Jednak to co charakteryzuje, niestety in minus, te uroczystości to bardzo mała frekwencja ze strony mieszkańców Warszawy. Oczywiście dzień powszedni i okołopołudniowe godziny obchodów, w środku zimowego sezonu - faktycznie nie sprzyjają wysokiej liczbie uczestników. Z drugiej strony jednak w mieście, które jeszcze mniej niż wiek temu prawie w 1/3 składało się z późniejszych ofiar Zagłady jest wyraźnie widoczny deficyt pamięci w tym zakresie. Być może winić tu należy czasy PRL, w których nawet jeśli obchody tej rocznicy się odbywały, to jednak najwyraźniej w żadnym stopniu nie wpisały się w kanon ważnych wydarzeń. A przynajmniej nie na tyle mocno w odczuciu przeciętnego mieszkańca Warszawy, by zaliczyć je do tych, na których powinno się być bezwzględnie. 
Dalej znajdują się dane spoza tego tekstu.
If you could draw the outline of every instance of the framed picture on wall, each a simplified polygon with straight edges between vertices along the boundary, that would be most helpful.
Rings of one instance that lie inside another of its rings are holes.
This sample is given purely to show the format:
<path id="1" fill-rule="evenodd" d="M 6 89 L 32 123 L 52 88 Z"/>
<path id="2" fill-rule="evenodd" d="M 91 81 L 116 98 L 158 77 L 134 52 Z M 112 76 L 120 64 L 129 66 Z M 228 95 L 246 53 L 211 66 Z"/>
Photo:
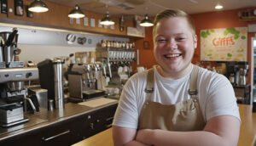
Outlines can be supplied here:
<path id="1" fill-rule="evenodd" d="M 148 41 L 144 41 L 143 42 L 143 48 L 144 49 L 149 49 L 149 42 Z"/>

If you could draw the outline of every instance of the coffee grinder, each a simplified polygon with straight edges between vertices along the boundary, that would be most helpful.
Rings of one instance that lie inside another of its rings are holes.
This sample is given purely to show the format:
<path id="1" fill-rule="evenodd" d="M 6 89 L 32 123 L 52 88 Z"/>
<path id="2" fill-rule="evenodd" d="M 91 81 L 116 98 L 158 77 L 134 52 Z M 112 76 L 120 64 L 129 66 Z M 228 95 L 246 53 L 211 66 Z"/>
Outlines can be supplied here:
<path id="1" fill-rule="evenodd" d="M 0 32 L 0 126 L 4 127 L 28 121 L 24 118 L 24 81 L 38 78 L 38 68 L 24 68 L 23 62 L 15 59 L 17 31 Z"/>
<path id="2" fill-rule="evenodd" d="M 230 83 L 235 86 L 236 85 L 236 61 L 229 61 L 226 62 L 226 66 L 227 66 L 227 78 L 230 80 Z"/>

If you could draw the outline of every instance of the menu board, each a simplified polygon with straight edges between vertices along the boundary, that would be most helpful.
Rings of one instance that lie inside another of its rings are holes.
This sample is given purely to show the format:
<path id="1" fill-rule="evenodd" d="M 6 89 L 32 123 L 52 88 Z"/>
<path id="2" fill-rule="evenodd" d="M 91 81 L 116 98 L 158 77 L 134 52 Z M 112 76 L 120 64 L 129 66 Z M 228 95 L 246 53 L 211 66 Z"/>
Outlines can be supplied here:
<path id="1" fill-rule="evenodd" d="M 201 61 L 247 61 L 247 27 L 201 31 Z"/>

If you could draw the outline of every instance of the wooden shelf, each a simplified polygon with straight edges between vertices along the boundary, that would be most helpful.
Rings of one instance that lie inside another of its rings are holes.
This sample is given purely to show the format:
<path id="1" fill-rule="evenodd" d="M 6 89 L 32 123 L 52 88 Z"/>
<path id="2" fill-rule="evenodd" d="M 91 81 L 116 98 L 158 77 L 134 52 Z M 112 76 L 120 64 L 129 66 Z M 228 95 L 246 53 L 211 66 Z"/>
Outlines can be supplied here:
<path id="1" fill-rule="evenodd" d="M 254 20 L 256 20 L 256 16 L 240 17 L 239 20 L 241 20 L 241 21 L 254 21 Z"/>

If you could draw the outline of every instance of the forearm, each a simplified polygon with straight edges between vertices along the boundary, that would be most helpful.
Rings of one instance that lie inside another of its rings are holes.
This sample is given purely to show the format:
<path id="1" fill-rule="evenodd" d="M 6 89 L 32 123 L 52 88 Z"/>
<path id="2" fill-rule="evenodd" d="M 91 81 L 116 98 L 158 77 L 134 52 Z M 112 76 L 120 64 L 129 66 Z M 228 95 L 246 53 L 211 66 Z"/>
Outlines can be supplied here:
<path id="1" fill-rule="evenodd" d="M 146 132 L 143 138 L 138 138 L 137 140 L 154 146 L 165 145 L 236 145 L 225 138 L 206 131 L 198 132 L 170 132 L 163 130 L 152 130 Z"/>
<path id="2" fill-rule="evenodd" d="M 126 144 L 125 144 L 124 146 L 149 146 L 149 144 L 146 144 L 142 142 L 132 140 L 132 141 L 127 143 Z"/>

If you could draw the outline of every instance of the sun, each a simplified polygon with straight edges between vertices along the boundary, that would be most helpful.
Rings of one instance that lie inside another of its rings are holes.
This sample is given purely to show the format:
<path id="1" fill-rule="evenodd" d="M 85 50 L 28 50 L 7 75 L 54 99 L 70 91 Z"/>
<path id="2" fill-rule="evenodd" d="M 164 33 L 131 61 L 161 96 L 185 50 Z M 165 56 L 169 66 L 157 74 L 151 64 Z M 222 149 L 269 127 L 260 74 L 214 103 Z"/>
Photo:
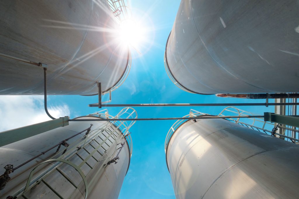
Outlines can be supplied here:
<path id="1" fill-rule="evenodd" d="M 120 22 L 117 30 L 119 42 L 124 47 L 131 46 L 136 50 L 145 40 L 145 29 L 139 23 L 132 19 Z"/>

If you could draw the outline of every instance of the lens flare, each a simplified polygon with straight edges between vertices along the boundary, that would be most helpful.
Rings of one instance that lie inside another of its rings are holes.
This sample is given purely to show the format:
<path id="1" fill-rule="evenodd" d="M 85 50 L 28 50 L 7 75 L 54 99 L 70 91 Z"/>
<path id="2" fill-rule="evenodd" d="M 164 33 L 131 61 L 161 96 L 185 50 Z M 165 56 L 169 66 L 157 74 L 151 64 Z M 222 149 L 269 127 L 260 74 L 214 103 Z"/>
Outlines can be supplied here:
<path id="1" fill-rule="evenodd" d="M 137 49 L 144 42 L 144 29 L 140 24 L 128 19 L 120 23 L 117 37 L 122 45 L 131 46 Z"/>

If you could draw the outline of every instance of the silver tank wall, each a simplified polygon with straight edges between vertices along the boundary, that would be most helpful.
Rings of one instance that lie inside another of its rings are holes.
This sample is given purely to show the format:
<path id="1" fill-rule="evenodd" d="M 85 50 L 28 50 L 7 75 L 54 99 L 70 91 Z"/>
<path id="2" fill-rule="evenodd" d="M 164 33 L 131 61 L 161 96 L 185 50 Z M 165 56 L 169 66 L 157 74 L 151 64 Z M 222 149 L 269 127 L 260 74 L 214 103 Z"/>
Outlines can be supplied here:
<path id="1" fill-rule="evenodd" d="M 48 65 L 49 94 L 97 94 L 123 75 L 129 50 L 106 0 L 0 2 L 0 55 Z M 43 71 L 0 56 L 0 95 L 41 94 Z"/>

Być może to powinno nas prowadzić do ważnej refleksji na temat tego jak mówić o historii stolicy, jak skutecznie edukować dzieci, młodzież i dorosłych by ich w pełni zintegrować z Miastem Nieujarzmionym i jego historią. I tu warto poświęcić kilka zaledwie słów bardzo pozytywnej inicjatywie jaką było wypuszczenie w ten dzień na tory tramwajowe zabytkowego wagonu z gwiazdą Dawida zamiast numeru. Zarówno trasa tego pojazdu, jak i jego wygląd miał nawiązywać do wspomnienia o mieszkańcach Getta. W większości zakończyli oni swoje życie jako ofiary masowego ludobójstwa w obozach zagłady zorganizowanych przez Niemców i ich współpracowników innych narodowości w tym szaleńczym dziele zbrodni przeciwko ludzkości. Dziś w obliczu tak częstych świadomych lub nie, przeinaczeń dotyczących odpowiedzialności za te jakże haniebne czyny, szczególnie warto zadbać o podtrzymywanie pamięci. Szczególnie wśród najmłodszych pokoleń. Biorąc pod uwagę tendencję do przedkładania przez nie portali internetowych nad tradycyjną papierową książkę, czy gazetę - staje się czymś niezwykle ważnym by z istotnym przekazem trafiać w pole zainteresowania mediów elektronicznych. Za chwilę wraz ze zbliżaniem się wiosny, będziemy zmierzać ku kolejnej rocznicy Powstania w Getcie, być może warto by także i w tym okresie taki tramwajowy wagon edukacyjny znów pojawił się na warszawskich szynach? 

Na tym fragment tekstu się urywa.